Dans une note publiée sur son blog vendredi 4 septembre, la candidate écologiste estime nécessaire de construire un « arsenal législatif solide pour protéger la qualité du débat public ».
Une proposition relancée par la polémique sur l’acétamipride
Marine Tondelier s’appuie notamment sur les propos tenus par le sénateur Horizons Vincent Louault dans l’émission Complément d’enquête, consacrée aux pesticides et diffusée sur France 2.
Interrogé sur les débats autour de l’acétamipride, le parlementaire a reconnu avoir relayé une information qu’il savait fausse, assumant avoir « fait une fake news ». Pour justifier cette démarche, il a expliqué que les électeurs comprenaient plus facilement « des messages simples ».
Ces déclarations ont provoqué de nombreuses réactions et relancé le débat sur la responsabilité des responsables politiques dans la circulation de fausses informations.
Pour Marine Tondelier, cet épisode illustre les limites du système actuel. Elle souhaite donc qu’un cadre juridique permette de sanctionner les responsables politiques lorsqu’ils diffusent volontairement des informations qu’ils savent erronées.
Le modèle gallois comme inspiration
La dirigeante écologiste cite notamment l’exemple du pays de Galles.

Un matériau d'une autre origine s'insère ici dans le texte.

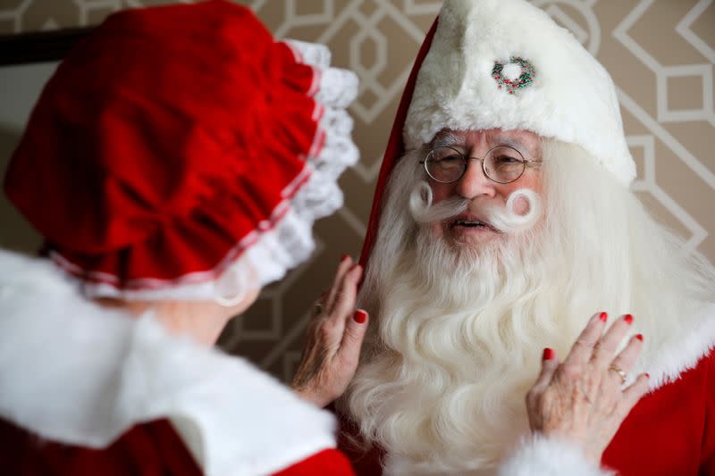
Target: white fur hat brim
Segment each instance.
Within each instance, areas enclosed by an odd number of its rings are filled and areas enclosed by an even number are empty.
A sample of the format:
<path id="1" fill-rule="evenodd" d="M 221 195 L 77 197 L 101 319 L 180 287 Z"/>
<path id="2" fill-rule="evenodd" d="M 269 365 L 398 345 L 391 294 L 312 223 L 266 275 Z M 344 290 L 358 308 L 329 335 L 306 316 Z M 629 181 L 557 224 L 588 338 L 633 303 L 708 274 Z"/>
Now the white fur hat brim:
<path id="1" fill-rule="evenodd" d="M 496 62 L 526 60 L 534 81 L 509 92 Z M 405 122 L 408 149 L 442 129 L 531 130 L 577 144 L 624 185 L 635 177 L 616 88 L 568 30 L 525 0 L 447 0 Z"/>

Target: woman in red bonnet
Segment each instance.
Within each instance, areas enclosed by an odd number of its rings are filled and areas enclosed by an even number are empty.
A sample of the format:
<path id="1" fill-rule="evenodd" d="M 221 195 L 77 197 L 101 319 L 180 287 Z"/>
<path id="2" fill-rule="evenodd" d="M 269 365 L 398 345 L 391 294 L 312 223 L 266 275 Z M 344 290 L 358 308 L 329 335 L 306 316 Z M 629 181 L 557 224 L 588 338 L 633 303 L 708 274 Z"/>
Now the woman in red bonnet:
<path id="1" fill-rule="evenodd" d="M 0 472 L 352 473 L 319 406 L 357 364 L 359 266 L 295 391 L 212 348 L 342 203 L 358 84 L 329 62 L 214 0 L 112 15 L 60 64 L 4 182 L 45 246 L 0 250 Z"/>

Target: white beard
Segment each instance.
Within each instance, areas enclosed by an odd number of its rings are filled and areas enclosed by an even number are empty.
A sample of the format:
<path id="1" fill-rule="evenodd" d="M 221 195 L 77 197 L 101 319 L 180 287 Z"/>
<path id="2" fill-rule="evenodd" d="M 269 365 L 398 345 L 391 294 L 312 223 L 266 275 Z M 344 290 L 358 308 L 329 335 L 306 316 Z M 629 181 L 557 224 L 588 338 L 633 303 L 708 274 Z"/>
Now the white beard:
<path id="1" fill-rule="evenodd" d="M 535 237 L 524 238 L 451 249 L 422 229 L 386 280 L 385 350 L 352 395 L 366 392 L 366 411 L 383 422 L 388 472 L 493 468 L 527 431 L 524 397 L 543 347 L 565 351 L 581 326 L 554 325 L 546 310 L 565 303 L 543 283 L 557 270 L 539 263 Z"/>
<path id="2" fill-rule="evenodd" d="M 528 430 L 544 347 L 565 356 L 606 311 L 633 313 L 657 354 L 711 298 L 715 275 L 593 157 L 549 141 L 544 157 L 543 225 L 478 250 L 420 231 L 416 158 L 393 171 L 359 303 L 373 323 L 341 402 L 388 473 L 492 472 Z"/>

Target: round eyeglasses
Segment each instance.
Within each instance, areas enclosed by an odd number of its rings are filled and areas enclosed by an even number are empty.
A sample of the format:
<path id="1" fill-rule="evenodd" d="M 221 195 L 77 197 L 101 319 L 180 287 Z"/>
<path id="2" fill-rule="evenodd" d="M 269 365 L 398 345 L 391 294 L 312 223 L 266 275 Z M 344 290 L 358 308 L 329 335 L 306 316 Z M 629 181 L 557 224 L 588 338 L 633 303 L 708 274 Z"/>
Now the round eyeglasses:
<path id="1" fill-rule="evenodd" d="M 464 154 L 449 146 L 434 147 L 420 163 L 433 180 L 451 183 L 462 178 L 470 160 L 482 162 L 482 170 L 487 179 L 497 183 L 511 183 L 524 174 L 526 164 L 541 161 L 527 161 L 519 151 L 509 146 L 491 148 L 484 158 L 466 157 Z"/>

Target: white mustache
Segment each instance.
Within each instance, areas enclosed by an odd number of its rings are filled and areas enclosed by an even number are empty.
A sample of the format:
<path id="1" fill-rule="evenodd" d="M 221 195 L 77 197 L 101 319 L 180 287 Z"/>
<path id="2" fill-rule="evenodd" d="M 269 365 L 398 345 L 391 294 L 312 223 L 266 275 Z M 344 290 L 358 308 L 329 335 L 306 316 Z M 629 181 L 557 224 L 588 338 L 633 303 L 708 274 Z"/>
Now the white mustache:
<path id="1" fill-rule="evenodd" d="M 519 201 L 525 201 L 526 212 L 518 213 L 516 206 Z M 426 181 L 417 183 L 409 194 L 409 211 L 412 217 L 419 224 L 443 221 L 467 211 L 472 205 L 467 198 L 449 198 L 433 204 L 432 188 Z M 533 227 L 542 214 L 542 199 L 530 188 L 515 190 L 507 198 L 506 206 L 480 205 L 480 215 L 489 224 L 502 233 L 515 233 Z"/>

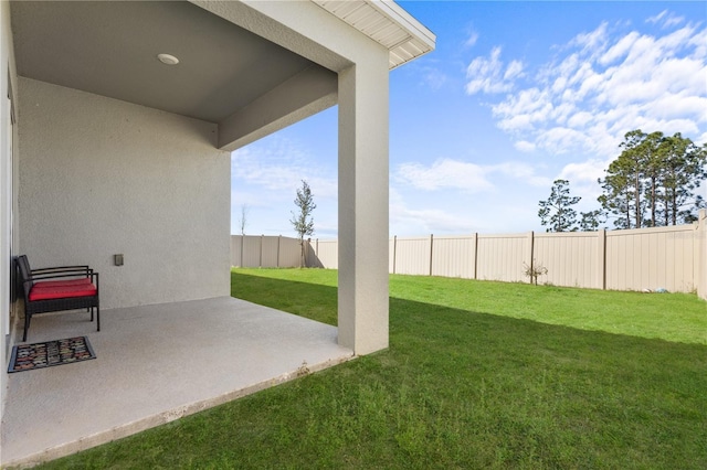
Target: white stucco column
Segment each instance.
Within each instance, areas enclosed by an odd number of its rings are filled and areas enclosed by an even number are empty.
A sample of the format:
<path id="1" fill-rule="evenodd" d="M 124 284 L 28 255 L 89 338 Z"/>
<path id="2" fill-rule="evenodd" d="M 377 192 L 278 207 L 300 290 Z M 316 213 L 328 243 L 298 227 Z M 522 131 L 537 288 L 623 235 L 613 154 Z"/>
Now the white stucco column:
<path id="1" fill-rule="evenodd" d="M 339 73 L 339 344 L 388 348 L 388 53 Z"/>

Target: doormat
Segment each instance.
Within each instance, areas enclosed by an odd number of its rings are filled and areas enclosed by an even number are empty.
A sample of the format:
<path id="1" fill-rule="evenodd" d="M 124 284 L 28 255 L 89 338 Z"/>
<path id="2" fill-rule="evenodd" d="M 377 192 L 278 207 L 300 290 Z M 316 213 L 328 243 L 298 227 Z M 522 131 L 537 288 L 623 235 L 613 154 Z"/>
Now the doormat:
<path id="1" fill-rule="evenodd" d="M 12 348 L 8 372 L 34 371 L 89 359 L 96 359 L 96 354 L 86 337 L 20 344 Z"/>

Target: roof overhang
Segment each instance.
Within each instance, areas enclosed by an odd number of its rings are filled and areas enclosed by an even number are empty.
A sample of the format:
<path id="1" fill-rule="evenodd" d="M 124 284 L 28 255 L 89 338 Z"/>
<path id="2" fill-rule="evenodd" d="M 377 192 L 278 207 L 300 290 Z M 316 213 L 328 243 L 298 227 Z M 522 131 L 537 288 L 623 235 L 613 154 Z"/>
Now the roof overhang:
<path id="1" fill-rule="evenodd" d="M 391 70 L 434 50 L 434 33 L 391 0 L 313 1 L 388 49 Z"/>

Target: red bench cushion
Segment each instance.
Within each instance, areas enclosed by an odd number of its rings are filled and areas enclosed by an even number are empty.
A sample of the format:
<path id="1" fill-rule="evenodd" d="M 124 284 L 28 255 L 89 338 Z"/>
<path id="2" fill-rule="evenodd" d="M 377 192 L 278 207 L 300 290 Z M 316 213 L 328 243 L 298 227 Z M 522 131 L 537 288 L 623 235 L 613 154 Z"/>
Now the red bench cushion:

Le Parlement gallois a adopté une législation destinée à lutter contre les mensonges délibérés de candidats pendant les campagnes électorales. Le dispositif doit entrer en application à partir de 2030 et prévoit également des mécanismes pouvant aller jusqu’à la révocation de certains élus.
Marine Tondelier défend cette approche tout en cherchant à répondre aux critiques sur le risque de voir apparaître une forme de « police de la vérité ».
« Le but n’est pas de créer un ministère de la vérité », assure-t-elle, en insistant sur le fait que sa proposition viserait uniquement les mensonges délibérés et factuels.
Un débat qui pose la question de la liberté d’expression
La proposition soulève toutefois une question centrale : qui déterminerait qu’un responsable politique a volontairement menti ?
Sa proposition devrait ainsi alimenter un débat particulièrement sensible à l’approche de l’élection présidentielle : comment protéger la qualité du débat démocratique sans porter atteinte à la liberté d’expression des candidats et des élus ? Il y a moins d'un mois, Marine Tondelier plaidait pour que la France puisse interdire X en cas d’ingérences étrangères lors de la présidentielle de 2027, tout en reconnaissant que la plateforme est devenue incontournable pour les responsables politiques.